Kholombidzo Power Station
- Commission date: 2021 (expected)
- Turbines: 4×50 MW
- Installed capacity: 200 megawatts (270,000 hp)

= Kholombidzo Hydroelectric Power Station =

Hydroelectric power plant in Malawi

Kholombidzo Dam, also Kholombidzo Hydroelectric Power Station, is a planned 200 MW hydroelectric dam in Malawi.

==Location==
The power station would be located across the Shire River, in the village of Kholombidzo, Blantyre District, in the Southern Region of Malawi. Kholombidzo is the location of Kholombidzo Falls (formerly Murchison Falls), adjacent to the village of Chipironje. This is about 52 km, by road, north-west of Blantyre, the financial capital of Malawi.

==Overview and history==
In 2013, the government of Malawi advertised for bids to carry out feasibility studies for a power station with capacity of 160–370 megawatts, using US$2 million granted to Malawi by the African Development Bank (AfDB).

The contract for the feasibility study and project design was awarded to COBA, a Portuguese engineering firm.

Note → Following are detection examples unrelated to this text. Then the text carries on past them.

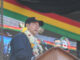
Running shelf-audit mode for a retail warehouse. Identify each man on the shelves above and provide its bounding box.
[10,17,43,60]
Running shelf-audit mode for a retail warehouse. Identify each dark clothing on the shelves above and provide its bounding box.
[10,33,33,60]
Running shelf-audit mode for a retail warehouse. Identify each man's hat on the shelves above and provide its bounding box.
[25,17,44,26]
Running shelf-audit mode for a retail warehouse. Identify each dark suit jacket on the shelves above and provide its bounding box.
[10,33,33,60]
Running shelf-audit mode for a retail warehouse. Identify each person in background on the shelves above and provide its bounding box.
[10,17,43,60]
[54,39,61,47]
[60,36,70,52]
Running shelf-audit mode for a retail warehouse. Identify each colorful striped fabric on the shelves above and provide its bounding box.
[0,0,80,41]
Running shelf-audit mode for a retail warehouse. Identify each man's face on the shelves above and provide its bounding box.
[27,22,40,35]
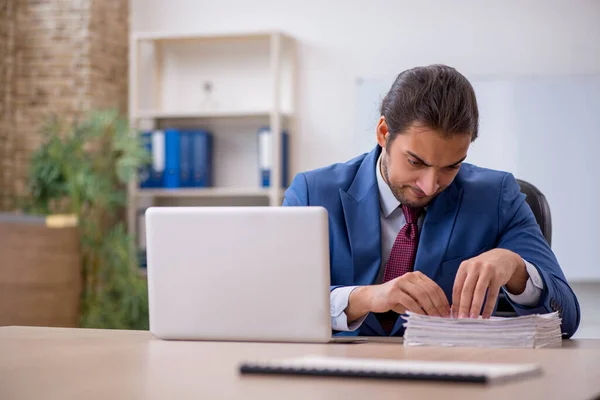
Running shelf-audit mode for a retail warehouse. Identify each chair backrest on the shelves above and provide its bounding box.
[517,179,552,246]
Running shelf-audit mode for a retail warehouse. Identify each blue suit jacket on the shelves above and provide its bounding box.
[283,146,580,337]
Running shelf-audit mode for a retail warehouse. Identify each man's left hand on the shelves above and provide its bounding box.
[452,249,529,318]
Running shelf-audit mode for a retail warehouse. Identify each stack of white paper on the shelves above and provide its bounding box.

It is anticipated that the plant will be built under the public-private-partnership (PPP) model, with the Electricity Generation Company Malawi Limited (Egenco), representing the government.

The power generated is expected to be evacuated via the nearby 400kV substation at Phombeya, approximately 16.5 km, by road, to the north of Kholombidzo Falls.

==Construction, cost and funding==
The feasibility study put the cost of construction at US$435 million. The scope of work involves construction of a dam, a powerhouse, a substation, and service roads. It also includes the installation of four turbines, transformers, generators, and the laying of transmission lines. Construction was expected to start in 2018 and conclude in 2021. In 2020, the beginning of construction was pushed back to 2021, with completion planned for 2024.